L’Autorité de la concurrence préconise des règles assouplies pour les pharmaciens

le 05/04/2019 L'AGEFI Quotidien / Edition de 7H

L’antitrust français veut une évolution du modèle économique des officines pour que leur activité se développe mieux.

L’Autorité de la concurrence préconise des règles assouplies pour les pharmaciens
(Fotolia)

Après avoir ouvert en octobre dernier une consultation publique sur le fonctionnement des marchés du médicament et de la biologie médicale, l’Autorité de la concurrence a rendu hier les conclusions de son enquête sur ces deux segments du secteur de la santé.

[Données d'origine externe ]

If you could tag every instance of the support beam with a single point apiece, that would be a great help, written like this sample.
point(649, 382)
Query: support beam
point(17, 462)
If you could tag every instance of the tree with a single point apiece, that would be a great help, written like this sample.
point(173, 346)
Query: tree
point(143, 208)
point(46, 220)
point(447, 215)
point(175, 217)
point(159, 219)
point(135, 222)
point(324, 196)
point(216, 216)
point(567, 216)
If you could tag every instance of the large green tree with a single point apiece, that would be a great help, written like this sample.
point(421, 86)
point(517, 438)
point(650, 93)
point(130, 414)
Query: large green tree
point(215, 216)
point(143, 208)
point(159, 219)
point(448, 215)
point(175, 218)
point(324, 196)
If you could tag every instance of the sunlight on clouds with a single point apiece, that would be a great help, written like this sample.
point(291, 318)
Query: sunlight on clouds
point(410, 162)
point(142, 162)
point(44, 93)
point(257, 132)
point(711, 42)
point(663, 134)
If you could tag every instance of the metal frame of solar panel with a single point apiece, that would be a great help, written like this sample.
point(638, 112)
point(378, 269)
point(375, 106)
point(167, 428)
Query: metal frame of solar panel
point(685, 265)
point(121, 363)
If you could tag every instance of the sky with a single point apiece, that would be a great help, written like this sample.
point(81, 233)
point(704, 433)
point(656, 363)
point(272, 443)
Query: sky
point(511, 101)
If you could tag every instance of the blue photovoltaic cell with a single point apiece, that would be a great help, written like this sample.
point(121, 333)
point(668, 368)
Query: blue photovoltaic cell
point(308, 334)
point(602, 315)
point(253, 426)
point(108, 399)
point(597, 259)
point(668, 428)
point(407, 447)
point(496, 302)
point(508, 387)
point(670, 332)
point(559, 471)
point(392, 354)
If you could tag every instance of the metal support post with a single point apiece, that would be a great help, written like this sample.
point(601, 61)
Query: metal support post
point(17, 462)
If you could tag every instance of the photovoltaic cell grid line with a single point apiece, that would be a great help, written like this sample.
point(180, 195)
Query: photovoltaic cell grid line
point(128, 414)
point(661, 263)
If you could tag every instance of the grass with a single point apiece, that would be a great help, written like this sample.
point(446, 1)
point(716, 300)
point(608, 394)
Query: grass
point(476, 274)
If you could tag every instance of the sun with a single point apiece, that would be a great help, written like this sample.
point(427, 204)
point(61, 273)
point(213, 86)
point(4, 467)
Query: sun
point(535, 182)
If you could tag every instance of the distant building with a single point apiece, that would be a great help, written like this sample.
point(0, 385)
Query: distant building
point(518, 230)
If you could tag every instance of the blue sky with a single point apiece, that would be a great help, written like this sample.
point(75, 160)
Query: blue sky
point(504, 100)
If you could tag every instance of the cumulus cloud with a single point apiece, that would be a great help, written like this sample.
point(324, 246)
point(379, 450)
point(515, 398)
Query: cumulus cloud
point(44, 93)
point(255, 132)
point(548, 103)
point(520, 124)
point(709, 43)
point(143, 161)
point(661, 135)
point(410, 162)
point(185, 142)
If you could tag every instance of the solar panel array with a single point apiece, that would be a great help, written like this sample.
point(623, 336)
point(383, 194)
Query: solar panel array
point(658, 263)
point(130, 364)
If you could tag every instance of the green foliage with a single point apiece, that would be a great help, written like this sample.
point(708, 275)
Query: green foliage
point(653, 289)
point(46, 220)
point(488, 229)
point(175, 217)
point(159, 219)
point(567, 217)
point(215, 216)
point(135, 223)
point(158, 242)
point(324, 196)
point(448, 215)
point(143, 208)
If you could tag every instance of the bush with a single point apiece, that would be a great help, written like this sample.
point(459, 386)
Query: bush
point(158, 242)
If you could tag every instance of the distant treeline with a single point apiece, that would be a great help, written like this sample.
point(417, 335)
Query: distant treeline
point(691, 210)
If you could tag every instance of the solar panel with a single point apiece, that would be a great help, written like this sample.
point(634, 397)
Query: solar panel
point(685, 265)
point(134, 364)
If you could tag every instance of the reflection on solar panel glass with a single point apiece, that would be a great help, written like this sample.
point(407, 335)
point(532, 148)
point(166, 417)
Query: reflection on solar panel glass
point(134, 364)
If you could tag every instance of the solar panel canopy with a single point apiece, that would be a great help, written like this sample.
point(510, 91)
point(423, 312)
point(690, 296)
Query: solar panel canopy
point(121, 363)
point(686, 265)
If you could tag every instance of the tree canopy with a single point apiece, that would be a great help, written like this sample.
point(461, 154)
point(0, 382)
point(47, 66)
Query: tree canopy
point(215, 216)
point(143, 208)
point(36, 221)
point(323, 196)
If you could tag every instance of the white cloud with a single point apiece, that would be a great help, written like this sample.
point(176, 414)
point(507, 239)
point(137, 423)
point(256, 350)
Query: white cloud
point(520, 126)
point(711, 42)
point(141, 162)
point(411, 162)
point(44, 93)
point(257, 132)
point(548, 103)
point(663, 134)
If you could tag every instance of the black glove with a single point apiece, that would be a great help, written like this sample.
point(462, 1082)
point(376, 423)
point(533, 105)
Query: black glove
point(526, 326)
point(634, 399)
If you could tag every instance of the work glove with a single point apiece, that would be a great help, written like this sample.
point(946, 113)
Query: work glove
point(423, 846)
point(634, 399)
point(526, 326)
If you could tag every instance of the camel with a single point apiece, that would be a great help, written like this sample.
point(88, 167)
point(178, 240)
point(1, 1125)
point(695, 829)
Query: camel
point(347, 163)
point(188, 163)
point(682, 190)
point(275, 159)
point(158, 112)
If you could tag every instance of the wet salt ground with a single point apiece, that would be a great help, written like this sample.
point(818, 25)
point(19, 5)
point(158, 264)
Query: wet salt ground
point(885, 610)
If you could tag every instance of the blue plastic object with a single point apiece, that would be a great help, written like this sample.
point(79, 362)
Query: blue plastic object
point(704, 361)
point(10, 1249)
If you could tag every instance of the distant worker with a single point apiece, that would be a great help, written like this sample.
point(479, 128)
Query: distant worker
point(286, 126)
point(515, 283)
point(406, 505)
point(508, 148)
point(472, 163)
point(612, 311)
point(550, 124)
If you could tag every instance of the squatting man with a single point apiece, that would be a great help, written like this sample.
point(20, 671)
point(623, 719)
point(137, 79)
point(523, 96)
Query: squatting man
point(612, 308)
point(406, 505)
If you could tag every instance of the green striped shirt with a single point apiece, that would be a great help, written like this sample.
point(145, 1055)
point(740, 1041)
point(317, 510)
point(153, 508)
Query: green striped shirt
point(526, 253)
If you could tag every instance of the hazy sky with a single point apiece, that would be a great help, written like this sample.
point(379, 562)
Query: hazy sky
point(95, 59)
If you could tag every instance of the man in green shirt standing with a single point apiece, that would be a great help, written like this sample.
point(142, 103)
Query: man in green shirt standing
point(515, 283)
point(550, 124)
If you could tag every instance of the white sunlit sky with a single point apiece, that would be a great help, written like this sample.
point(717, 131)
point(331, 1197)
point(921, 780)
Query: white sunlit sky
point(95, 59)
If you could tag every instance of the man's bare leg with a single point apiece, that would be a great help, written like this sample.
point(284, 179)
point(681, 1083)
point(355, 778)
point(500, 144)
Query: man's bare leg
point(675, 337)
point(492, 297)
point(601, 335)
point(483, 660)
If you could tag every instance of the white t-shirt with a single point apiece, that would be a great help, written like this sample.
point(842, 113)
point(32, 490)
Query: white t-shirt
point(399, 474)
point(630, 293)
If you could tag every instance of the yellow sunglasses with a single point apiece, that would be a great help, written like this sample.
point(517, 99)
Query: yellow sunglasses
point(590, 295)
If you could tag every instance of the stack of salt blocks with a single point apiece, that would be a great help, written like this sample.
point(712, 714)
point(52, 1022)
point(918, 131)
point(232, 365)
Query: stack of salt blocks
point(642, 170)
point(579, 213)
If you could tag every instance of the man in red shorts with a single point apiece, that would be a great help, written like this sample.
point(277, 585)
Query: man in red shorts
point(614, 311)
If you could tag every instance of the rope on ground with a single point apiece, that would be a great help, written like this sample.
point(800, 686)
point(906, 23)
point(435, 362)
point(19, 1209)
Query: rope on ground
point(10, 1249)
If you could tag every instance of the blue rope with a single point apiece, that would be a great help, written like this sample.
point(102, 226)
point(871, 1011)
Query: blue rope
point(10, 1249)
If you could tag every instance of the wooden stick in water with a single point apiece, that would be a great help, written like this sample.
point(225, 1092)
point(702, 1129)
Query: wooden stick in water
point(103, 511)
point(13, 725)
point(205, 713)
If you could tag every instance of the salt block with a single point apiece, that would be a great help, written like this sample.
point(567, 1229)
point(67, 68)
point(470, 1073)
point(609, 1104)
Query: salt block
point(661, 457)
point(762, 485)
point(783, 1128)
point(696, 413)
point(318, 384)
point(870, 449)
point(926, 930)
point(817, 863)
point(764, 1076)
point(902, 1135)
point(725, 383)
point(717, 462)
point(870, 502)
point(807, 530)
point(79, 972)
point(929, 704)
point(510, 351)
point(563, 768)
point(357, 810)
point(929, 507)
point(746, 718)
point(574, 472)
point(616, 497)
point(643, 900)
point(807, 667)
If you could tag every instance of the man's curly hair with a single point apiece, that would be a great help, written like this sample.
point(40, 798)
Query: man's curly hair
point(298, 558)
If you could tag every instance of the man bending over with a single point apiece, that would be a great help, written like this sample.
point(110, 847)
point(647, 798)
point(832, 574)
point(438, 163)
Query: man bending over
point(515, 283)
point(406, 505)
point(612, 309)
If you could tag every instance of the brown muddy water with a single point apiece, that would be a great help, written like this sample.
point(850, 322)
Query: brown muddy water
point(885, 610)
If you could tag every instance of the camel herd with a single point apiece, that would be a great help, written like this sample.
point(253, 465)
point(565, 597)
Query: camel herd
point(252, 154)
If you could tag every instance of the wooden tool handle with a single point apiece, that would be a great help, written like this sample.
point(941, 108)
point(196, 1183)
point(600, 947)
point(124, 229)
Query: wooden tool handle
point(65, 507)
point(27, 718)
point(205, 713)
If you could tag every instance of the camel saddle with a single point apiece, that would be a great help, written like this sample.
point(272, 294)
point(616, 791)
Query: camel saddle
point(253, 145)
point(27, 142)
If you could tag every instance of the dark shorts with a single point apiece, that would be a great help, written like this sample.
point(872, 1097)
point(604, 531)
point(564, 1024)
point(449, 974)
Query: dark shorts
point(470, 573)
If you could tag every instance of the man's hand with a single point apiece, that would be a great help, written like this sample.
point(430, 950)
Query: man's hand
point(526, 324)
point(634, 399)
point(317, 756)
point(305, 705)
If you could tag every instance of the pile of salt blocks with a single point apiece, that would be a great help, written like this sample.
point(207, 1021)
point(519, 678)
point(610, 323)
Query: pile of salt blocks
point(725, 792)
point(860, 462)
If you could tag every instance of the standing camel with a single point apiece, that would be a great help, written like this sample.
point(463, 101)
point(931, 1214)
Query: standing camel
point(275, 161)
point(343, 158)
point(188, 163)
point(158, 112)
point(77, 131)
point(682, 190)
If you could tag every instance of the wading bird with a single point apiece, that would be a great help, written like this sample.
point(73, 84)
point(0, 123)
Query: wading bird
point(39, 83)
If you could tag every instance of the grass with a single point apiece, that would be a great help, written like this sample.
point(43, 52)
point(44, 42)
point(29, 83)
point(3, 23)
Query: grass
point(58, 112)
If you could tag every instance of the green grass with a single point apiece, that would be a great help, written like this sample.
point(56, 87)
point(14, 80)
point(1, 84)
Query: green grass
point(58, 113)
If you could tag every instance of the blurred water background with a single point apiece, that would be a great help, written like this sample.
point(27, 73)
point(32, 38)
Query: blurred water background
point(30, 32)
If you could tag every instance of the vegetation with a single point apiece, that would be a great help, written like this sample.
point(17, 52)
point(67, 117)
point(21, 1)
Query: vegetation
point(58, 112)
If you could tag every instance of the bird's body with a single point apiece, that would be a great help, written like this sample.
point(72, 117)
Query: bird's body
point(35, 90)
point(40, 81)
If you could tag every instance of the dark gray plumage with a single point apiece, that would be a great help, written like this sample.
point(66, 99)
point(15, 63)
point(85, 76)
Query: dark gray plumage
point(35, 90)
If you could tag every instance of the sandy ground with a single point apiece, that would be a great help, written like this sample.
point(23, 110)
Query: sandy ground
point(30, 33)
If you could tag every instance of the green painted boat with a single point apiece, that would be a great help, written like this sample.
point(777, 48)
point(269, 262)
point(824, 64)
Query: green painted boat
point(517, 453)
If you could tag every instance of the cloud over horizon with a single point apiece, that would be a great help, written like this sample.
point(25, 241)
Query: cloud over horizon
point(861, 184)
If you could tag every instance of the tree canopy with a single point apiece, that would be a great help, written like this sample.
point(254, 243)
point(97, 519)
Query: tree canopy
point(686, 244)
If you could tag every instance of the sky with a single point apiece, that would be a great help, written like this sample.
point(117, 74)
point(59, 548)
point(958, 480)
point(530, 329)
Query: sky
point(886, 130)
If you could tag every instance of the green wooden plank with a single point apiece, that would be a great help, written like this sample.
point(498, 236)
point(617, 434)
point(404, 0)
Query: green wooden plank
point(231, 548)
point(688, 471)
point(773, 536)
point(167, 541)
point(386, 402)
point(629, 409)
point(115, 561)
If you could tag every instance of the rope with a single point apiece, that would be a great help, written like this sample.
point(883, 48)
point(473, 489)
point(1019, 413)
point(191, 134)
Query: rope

Ayant constaté un effritement de la rentabilité des officines pharmaceutiques depuis plusieurs années, elle milite en faveur d’un assouplissement des contraintes applicables à la vente en ligne de médicaments «pour permettre aux sites installés en France de lutter à armes égales avec les sites européens».

L’institution souhaite une clarification des dispositions relatives à la publicité pour permettre aux pharmaciens de communiquer sur leurs offres de parapharmacie. Le développement effectif de nouveaux services (téléconsultation, vaccination…) nécessitera en outre l’établissement d’un cadre tarifaire plus transparent. Afin d’accroître la capacité de financement des officines et d’accélérer la création de chaînes de pharmacie, elle considère que la France aurait intérêt à explorer la piste d’une ouverture encadrée du capital des officines, «tout en garantissant le strict respect de l’indépendance professionnelle du pharmacien».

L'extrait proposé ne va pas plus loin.